Battaglia di Plataea, (luglio 479 a.C.). Dopo il successo navale greco nella battaglia di Salamina nel 480 a.C., il re persiano Serse lasciò la Grecia con gran parte del suo esercito. Tuttavia il suo generale, Mardonio, rimase nel nord della Grecia per continuare a combattere. Lo scontro decisivo della guerra a Plataea, l’estate successiva, si rivelò una schiacciante vittoria greca.
Anche se Serse era tornato in Asia e la flotta persiana si era ritirata nell’Egeo orientale (e sarebbe stata sconfitta lì nel 479 a.C.), Mardonio aveva ancora un vasto esercito, sostanzialmente superiore alle forze dell’alleanza greca. Dopo le manovre iniziali, Mardonio stabilì una base a Plataea nel territorio dell’alleato della Persia, Tebe. L’esercito greco, sotto lo spartano Pausanio, si radunò sulle colline vicino al campo persiano per affrontarli.
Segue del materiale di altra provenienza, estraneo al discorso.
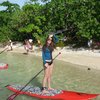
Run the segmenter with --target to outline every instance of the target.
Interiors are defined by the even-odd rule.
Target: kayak
[[[1,69],[7,69],[7,68],[8,68],[8,64],[0,63],[0,70]]]
[[[36,98],[49,98],[56,100],[92,100],[96,98],[99,94],[87,94],[80,93],[74,91],[66,91],[66,90],[49,90],[49,93],[42,94],[41,89],[39,87],[26,86],[22,91],[23,86],[21,85],[9,85],[7,88],[18,94],[25,94],[28,96],[36,97]]]

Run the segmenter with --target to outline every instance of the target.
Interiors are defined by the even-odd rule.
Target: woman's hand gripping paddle
[[[52,61],[54,61],[55,58],[57,58],[60,54],[61,54],[61,52],[59,52],[59,54],[57,54],[57,55],[52,59]],[[20,94],[20,92],[21,92],[33,79],[35,79],[43,70],[44,70],[44,68],[43,68],[42,70],[40,70],[27,84],[25,84],[25,86],[24,86],[20,91],[14,93],[14,94],[12,94],[12,95],[10,95],[10,96],[7,98],[7,100],[14,100],[14,99]]]

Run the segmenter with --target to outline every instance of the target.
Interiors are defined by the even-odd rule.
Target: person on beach
[[[24,48],[26,50],[26,54],[28,54],[29,50],[32,50],[32,45],[28,39],[24,41]]]
[[[8,50],[7,51],[12,51],[13,50],[13,42],[12,42],[12,40],[9,40],[8,41],[7,47],[8,47]]]
[[[55,43],[57,42],[58,38],[55,35],[49,35],[42,47],[42,59],[44,66],[44,78],[41,89],[42,93],[46,93],[48,90],[53,90],[53,88],[51,88],[51,75],[53,71],[52,52],[54,51]]]

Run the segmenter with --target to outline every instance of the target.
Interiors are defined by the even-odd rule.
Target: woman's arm
[[[43,63],[46,63],[46,58],[45,58],[45,52],[42,50],[42,59],[43,59]]]
[[[53,40],[54,40],[55,43],[57,43],[59,41],[59,39],[56,35],[53,35]]]

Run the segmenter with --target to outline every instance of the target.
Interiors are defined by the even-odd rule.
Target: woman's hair
[[[53,50],[54,50],[54,48],[55,48],[55,43],[54,43],[54,39],[53,39],[53,37],[51,37],[52,38],[52,40],[51,40],[51,44],[48,46],[47,45],[47,41],[50,39],[49,38],[49,36],[47,37],[47,39],[46,39],[46,41],[45,41],[45,44],[43,45],[43,51],[45,51],[46,50],[46,48],[48,48],[49,50],[50,50],[50,52],[52,52]]]

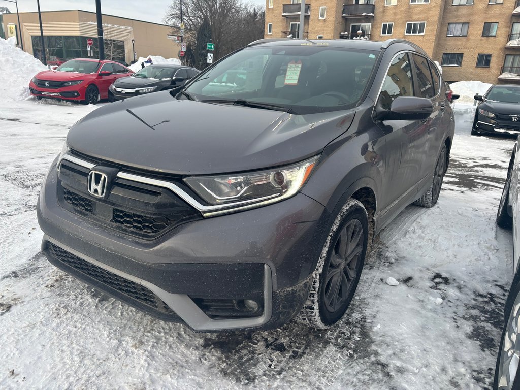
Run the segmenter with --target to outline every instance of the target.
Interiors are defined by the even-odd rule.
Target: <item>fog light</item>
[[[251,311],[256,311],[258,308],[258,304],[253,300],[244,300],[244,306]]]

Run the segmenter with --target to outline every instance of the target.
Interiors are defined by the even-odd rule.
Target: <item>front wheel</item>
[[[298,319],[324,329],[345,314],[359,282],[368,239],[367,210],[350,199],[332,224]]]
[[[433,173],[433,180],[432,184],[424,194],[413,202],[418,206],[422,206],[430,209],[433,207],[439,199],[440,194],[440,189],[443,186],[443,180],[444,174],[446,173],[446,155],[448,149],[446,145],[443,145],[439,157],[435,164],[435,170]]]

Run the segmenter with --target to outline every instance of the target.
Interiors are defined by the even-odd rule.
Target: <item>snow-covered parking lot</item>
[[[345,319],[216,334],[108,298],[40,252],[41,183],[96,108],[0,98],[0,388],[491,387],[512,258],[495,218],[514,139],[470,135],[471,104],[456,104],[438,203],[409,206],[383,231]]]

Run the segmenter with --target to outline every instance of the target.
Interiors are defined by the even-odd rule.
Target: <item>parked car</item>
[[[244,82],[215,92],[243,70]],[[72,126],[40,193],[43,250],[196,331],[276,328],[298,314],[330,326],[374,237],[410,203],[437,202],[450,93],[401,40],[257,41],[180,92]]]
[[[76,58],[54,70],[40,72],[29,83],[31,94],[38,99],[50,98],[96,104],[108,97],[114,81],[134,72],[113,61]]]
[[[471,134],[520,132],[520,85],[493,85],[484,96],[476,95],[477,106]]]
[[[193,68],[179,65],[150,65],[131,76],[118,79],[108,90],[108,100],[119,100],[150,92],[183,86],[198,74]]]
[[[520,192],[520,142],[517,139],[513,148],[508,175],[497,214],[497,224],[513,229],[513,282],[504,309],[504,328],[497,358],[495,373],[495,390],[520,388],[520,218],[518,209]]]

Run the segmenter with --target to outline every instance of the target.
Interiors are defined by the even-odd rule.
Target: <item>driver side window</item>
[[[385,77],[379,103],[383,108],[389,110],[392,101],[396,97],[413,96],[413,85],[408,55],[399,54],[392,61]]]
All’inizio, nessuna delle due parti voleva fare un attacco su larga scala, ma la cavalleria persiana razziò con successo le vie di rifornimento greche e bloccò alcune delle sorgenti che fornivano la loro acqua. Pausanius decise quindi uno spostamento notturno verso una nuova posizione. Questa manovra non andò come previsto, e quando spuntò l’alba la forza greca era sparpagliata e disorganizzata. Mardonio vide la sua opportunità e attaccò. Questa offensiva diede ai greci la possibilità di cui avevano bisogno. A distanza ravvicinata la loro fanteria oplita ben armata guadagnò gradualmente il sopravvento. Mardonio stesso fu ucciso in azione con gli spartani, e i persiani senza guida si ruppero e fuggirono. Come sempre in una battaglia antica, le perdite di un esercito in fuga furono terribili. Migliaia di Persiani furono massacrati durante la ritirata o nel loro campo; ciò che rimaneva dell’esercito persiano si ritirò a nord, in Tessaglia. I combattimenti tra greci e persiani continuarono per molti anni, ma i persiani non invasero mai più la Grecia.
Perdite: Persiani, 30.000 su 100.000; Greci, 2.000 su 40.000.